If no errors occurred squidGuard is now installed in /usr/local/. There are a couple of option you can use when running ./configure. For example:
Installing in a different location
 ./configure --prefix=/some/other/directory

BerkeleyDB not in /usr/local/BerkeleyDB installed
 ./configure  --with-db=/directory/of/BerkeleyDB/installation

When installed from the sources the BerkeleyDB will be located in /usr/local/BerkeleyDBx.y with x.y denoting the version number.
Annotation: Make sure that the shared library of your BerkeleyDB installation is known by your system (check /etc/ld.so.conf, add your BerkeleyDB library path if it is not already there and run ldconfig).
See all ./configure options
 ./configure --help

  1. Installing
 su -
make install

  1. Installing the blacklists

    Copy your blacklists into the desired blacklist directory (default: /usr/local/squidGuard/db) and unpack them. In the table below we assume that the default location is used. Make sure that you have the proper permissions to write to that directory.
 cp /path/to/your/blacklist.tar.gz /usr/local/squidGuard/db
cd /usr/local/squidGuard/db
gzip -d blacklist.tar.gz
tar xfv blacklist.tar

Now the blacklists should be ready to use.


Congratulation. You have just completed the installation of squidGuard. The next step is to configure the software according to your needs.
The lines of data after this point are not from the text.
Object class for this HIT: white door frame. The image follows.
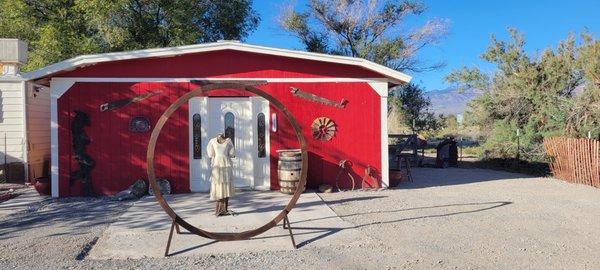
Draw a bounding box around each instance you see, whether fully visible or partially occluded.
[188,97,271,192]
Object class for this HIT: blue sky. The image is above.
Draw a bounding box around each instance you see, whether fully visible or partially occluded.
[246,0,600,91]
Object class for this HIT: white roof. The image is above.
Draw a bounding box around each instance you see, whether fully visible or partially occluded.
[23,41,412,84]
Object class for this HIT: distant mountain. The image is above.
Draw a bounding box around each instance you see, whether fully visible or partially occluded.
[425,88,483,115]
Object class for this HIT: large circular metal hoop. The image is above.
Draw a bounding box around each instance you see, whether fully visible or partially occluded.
[146,83,308,241]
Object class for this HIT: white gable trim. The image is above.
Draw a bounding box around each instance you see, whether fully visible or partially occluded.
[369,82,390,187]
[23,41,411,84]
[51,77,388,98]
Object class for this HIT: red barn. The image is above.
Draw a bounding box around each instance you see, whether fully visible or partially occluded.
[25,41,410,197]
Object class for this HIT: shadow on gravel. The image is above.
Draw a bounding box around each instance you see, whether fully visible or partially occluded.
[0,198,130,239]
[292,201,512,247]
[396,168,536,189]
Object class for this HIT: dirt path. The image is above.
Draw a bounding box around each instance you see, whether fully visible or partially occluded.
[0,169,600,269]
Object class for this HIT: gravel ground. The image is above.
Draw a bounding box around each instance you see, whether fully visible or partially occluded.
[0,168,600,269]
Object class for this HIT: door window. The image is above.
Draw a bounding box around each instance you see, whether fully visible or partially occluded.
[192,113,202,159]
[256,113,267,158]
[224,112,235,145]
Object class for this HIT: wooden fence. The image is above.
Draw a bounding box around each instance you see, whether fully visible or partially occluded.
[544,138,600,188]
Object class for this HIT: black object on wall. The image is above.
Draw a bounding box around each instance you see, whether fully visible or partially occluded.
[70,111,96,196]
[192,113,202,159]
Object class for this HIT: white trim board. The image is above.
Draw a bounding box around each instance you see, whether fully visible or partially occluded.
[51,77,388,98]
[369,82,390,187]
[23,41,412,84]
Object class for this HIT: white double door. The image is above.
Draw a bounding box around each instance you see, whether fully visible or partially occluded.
[189,97,270,192]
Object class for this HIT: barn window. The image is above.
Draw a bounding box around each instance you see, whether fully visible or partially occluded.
[192,113,202,159]
[256,113,267,157]
[224,112,235,145]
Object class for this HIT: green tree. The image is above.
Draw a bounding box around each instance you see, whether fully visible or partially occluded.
[446,29,600,161]
[280,0,447,71]
[0,0,259,71]
[389,83,443,133]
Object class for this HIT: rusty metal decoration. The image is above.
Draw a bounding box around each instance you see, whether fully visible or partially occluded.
[146,83,308,256]
[129,116,152,133]
[100,91,162,112]
[290,87,348,109]
[311,117,337,141]
[190,80,267,86]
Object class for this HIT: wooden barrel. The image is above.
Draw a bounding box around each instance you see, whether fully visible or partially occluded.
[277,149,302,194]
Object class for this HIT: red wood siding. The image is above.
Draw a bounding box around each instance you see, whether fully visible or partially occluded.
[58,50,381,197]
[58,83,381,196]
[59,50,382,78]
[58,83,189,197]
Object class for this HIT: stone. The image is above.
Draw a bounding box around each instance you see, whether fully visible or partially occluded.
[319,184,333,193]
[148,178,171,196]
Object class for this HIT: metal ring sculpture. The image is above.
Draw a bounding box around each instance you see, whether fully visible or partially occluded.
[146,83,308,241]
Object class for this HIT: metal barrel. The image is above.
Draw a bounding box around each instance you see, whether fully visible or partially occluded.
[277,150,302,194]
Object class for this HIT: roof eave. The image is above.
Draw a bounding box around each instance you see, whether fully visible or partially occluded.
[22,41,411,84]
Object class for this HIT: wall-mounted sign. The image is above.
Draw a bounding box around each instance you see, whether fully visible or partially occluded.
[129,116,151,133]
[311,117,336,141]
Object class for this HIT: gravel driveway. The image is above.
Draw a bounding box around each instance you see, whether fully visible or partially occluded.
[0,168,600,269]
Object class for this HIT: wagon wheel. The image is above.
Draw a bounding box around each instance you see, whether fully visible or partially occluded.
[146,83,308,244]
[335,159,356,191]
[311,117,336,141]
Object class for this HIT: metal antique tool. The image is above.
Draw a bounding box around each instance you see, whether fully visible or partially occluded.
[100,91,162,112]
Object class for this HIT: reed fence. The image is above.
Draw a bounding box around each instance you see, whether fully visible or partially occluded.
[544,138,600,188]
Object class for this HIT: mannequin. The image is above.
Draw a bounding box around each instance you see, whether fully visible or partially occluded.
[207,133,235,217]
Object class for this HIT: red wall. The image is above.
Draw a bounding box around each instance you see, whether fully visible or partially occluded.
[58,51,381,197]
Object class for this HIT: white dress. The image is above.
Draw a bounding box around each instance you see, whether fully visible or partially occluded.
[207,138,235,200]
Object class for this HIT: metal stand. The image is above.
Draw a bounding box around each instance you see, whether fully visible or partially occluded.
[165,215,298,257]
[283,215,298,248]
[165,220,181,257]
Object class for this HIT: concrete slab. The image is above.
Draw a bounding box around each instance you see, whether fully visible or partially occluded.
[89,191,365,259]
[0,188,51,218]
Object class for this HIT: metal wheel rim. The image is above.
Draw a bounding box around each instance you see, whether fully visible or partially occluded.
[146,83,308,241]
After this you should verify your installation before you finally modify your squid configuration to work with squidGuard.


Once SquidGuard is successfully installed, you want to configure the software according to your needs. A sample configuration has been installed in the default directory  /usr/local/squidGuard (or whatever directory you pointed your installation to).
Below you find three examples for the basic configuration of SquidGuard.
  1. Most simple configuration
Most simple config uration: one category, one rule for all
#
# CONFIG FILE FOR SQUIDGUARD
#
 
dbhome /usr/local/squidGuard/db
logdir /usr/local/squidGuard/logs
 
dest porn {
        domainlist porn/domains
        urllist porn/urls
        }
 
acl {
        default {
               pass !porn all
                redirect http://localhost/block.html
        }
}


  1. Make always sure that the very first line of your squidGuard.conf is not empty!
    The entries have the following meaning:
dbhome
Location of the blacklists
logdir
Location of the logfiles
dest
Definition of a category to block. You can enter the domain and url file along with a regular expression list (talk about regular expressions later on).
acl
The actual blocking defintion. In our example only the default is displayed. You can have more than one acl in place. The category porn you defined in dest is blocked by the expression !porn. You have to add the identifier all after the blocklist or your users will not be able to surf anyway.
The redirect directive is madatory! You must tell SquidGuard which page to display instead of the blocked one.
  1.  
  2. Choosing more than one category to block

    First you define your categories. Just like you did above for porn. For example:
Defining three categories for blocking
dest adv {
        domainlist      adv/domains
        urllist         adv/urls
}
dest porn {
        domainlist      porn/domains
        urllist         porn/urls
}
dest warez {
        domainlist      warez/domains
        urllist         warez/urls
}


  1. Now your acl looks like that:
acl {
        default {
                pass    !adv !porn !warez all
                redirect http://localhost/block.html
                }
}
  1.  
  2. Whitelisting

    Sometimes there is a demand to allow specific URLs and domains although they are part of the blocklists for a good reason. In this case you want to whitelist these domains and URLs.
Defining a whitelist
dest white {
        domainlist      white/domains
        urllist         white/urls
}
 
acl {
        default {
                pass    white !adv !porn !warez all
                redirect http://localhost/block.html
                }
}


  1. In this example we assumed that your whitelists are located in a directory called white whithin the blacklist directory you specified with dbhome.
    Make sure that your white identifier is the first in the row of the pass directive. It must not have an exclamation mark in front (otherwise all entries belonging to white will be blocked, too).
  2. Initializing the blacklists

    Before you start up your squidGuard you should initialize the blacklists i.e. convert them from the textfiles to db files. Using the db format will speed up the checking and blocking.
    The initialization is performed by the following command:
Initializing the b lacklists
squidGuard -C all
chown -R <squiduser> /usr/local/squidGuard/db/*


  1. The second command ensures that your squid is able to access the blacklists. Please for <squiduser> the uid of your squid.
    Depending on the size of your blacklists and the power of your computer this may take a while. If anything is running fine you should see something like the following output in your logfile:
2006-01-29 12:16:14 [31977] squidGuard 1.2.0p2 started (1138533256.959)
2006-01-29 12:16:14 [31977] db update done
2006-01-29 12:16:14 [31977] squidGuard stopped (1138533374.571)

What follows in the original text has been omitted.